Tingginya harga gula akibat kurangnya ketersedian barang menandakan tata kelola perniagaan yang buruk. Hal ini terjadi akibat adanya praktik permainan harga oleh ritel, penimbunan, hingga monopoli. Namun, praktik di atas merupakan hal yang biasa terjadi dalam sistem kapitalisme saat ini. Sebab, sistem kapitalisme menghalalkan segala cara untuk mendapatkan materi/keuntungan sebagai tujuan utamanya.
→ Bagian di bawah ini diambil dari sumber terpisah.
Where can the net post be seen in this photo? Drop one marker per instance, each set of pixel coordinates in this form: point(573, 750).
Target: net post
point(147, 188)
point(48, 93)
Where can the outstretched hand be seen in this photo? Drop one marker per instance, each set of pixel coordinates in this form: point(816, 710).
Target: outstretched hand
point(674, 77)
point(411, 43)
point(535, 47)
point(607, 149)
Di sisi lain, solusi yang ditawarkan pemerintah dalam mengatasi kenaikan harga gula, yakni melalui pematokan harga dan membuka keran impor kurang tepat. Pasalnya, upaya pematokan harga dan impor bisa menyebabkan ketidakstabilan harga pangan. Pematokan harga bisa merugikan pedagang jika dalam proses pengadaan gula, harga beli lebih tinggi dari harga jual.
Selain itu, membuka keran impor bisa membahayakan kedaulatan pangan dan merugikan petani tebu. Sebab, saat petani tebu panen, harga jualnya bisa lebih rendah/murah dari biaya produksi (biaya tanam, pupuk, ongkos angkut, dan biaya tenaga kerja saat panen) karena melimpahnya produk impor.
Sementara itu, dalam sistem Islam, harga barang ditentukan berdasarkan mekanisme pasar. Hal ini terkait dengan biaya pengadaan, distribusi, dan lain sebagainya.
Untuk mengatasi kurangnya ketersediaan barang, maka negara dalam Islam berkewajiban untuk mendorong kemandirian produksi gula tanpa harus membuka keran impor. Pemanfaatan lahan kosong, mensubsidi pupuk, serta pemanfaatan teknologi merupakan upaya yang dilakukan negara agar hasil produksi tetap melimpah.
Alhasil, negara bisa menjaga ketersediaan gula dan menstabilkan harga bagi rakyat. Ini karena negara dalam sistem Islam adalah pelayanan umat, sebagaimana dalam hadis Rasulullah saw.,
“Imam/khalifah itu laksana penggembala dan hanya dialah yang bertanggung jawab terhadap gembalaannya.” (HR Bukhari dan Muslim).
Dengan demikian, sudah saatnya kita menerapkan Islam secara menyeluruh (kafah). Meninggalkan sistem kapitalisme yang ada agar kurangnya ketersediaan gula bisa diatasi dan harga gula tidak akan melangit. Wallahu a’lam bisshawwab.